Segundo Maria Luiza Schafer Streck[15]:

‘estamos falando, então, nas palavras de Dieter Grimm, da proibição de "ir longe demais" (Übermassvebot), em contraponto com a proibição de "fazer muito pouco" (Untermassverbot), ambos mecanismos semelhantes, porém, vistos de ângulos diferentes. Daí que "quando um direito é invocado como direito negativo a questão é saber se o legislador foi longe demais.
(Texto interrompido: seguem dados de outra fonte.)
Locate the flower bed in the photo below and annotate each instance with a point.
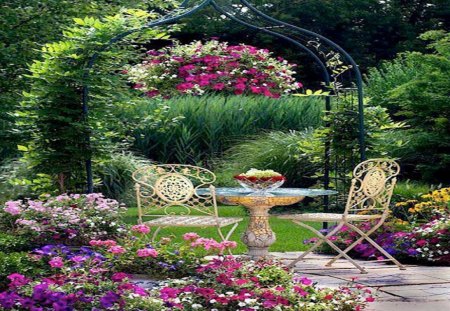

Quando é invocado como direito positivo ou dever de proteção (Schutzpflicht); a questão é saber se ele fez muito pouco para proteger o direito ameaçado". Assim, só haverá a possibilidade de se reconhecer a proibição de proteção deficiente quando se estiver face a um dever de proteção, isto é, para explicar melhor, a Untermassverbot tem como condição de possibilidade o Schutzpflicht..’
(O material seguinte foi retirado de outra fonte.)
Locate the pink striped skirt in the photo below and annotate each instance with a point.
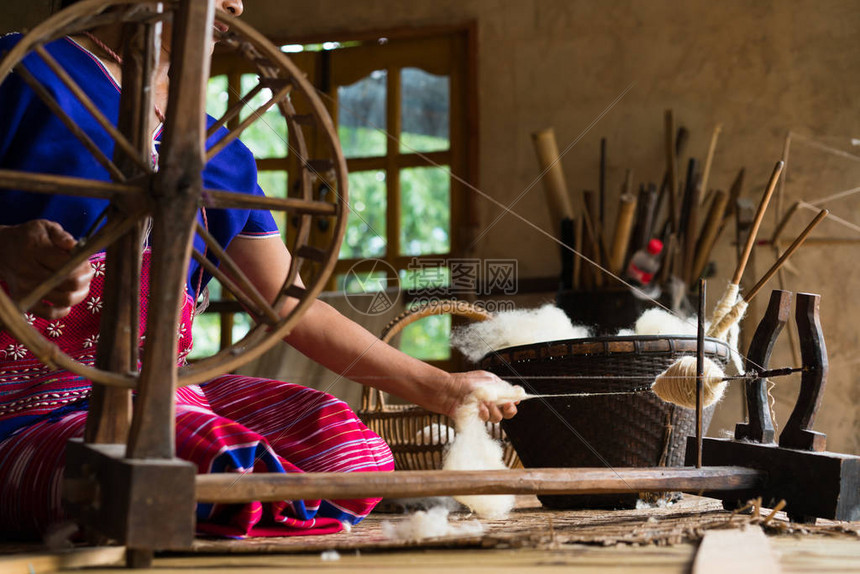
(231, 424)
A verdade é que, quando se está diante de um direito de propriedade, relativizado é verdade desde a mudança implementada no seio do direito privado no início do século XX, com a sua repersonificação ou despatrimonialização, como fruto sociológico bastante presente ao final da segunda guerra mundial em que se passou a perceber que o ser humano era e é o primordial bem a ser centro do direito privado, reconhecendo-o como o efetivo destinatário da proteção estatal, somando-se à situação fática de que esse direito de propriedade pode ser contaminado por certo grau de importância artística ou cultural, não resta dúvida que se está diante de um dever de proteção desse patrimônio cultural.

Porém, também é verdade que o que estamos, enquanto Estado, fazendo, ou mesmo pelo que já se fez, pensar em exigir do cidadão que se abstenha do exercício dos seus direitos, quando, propriamente esse dever negativo militará contra àquilo que propriamente o Estado pretendia defender é uma inversão hermenêutica que não se sustenta.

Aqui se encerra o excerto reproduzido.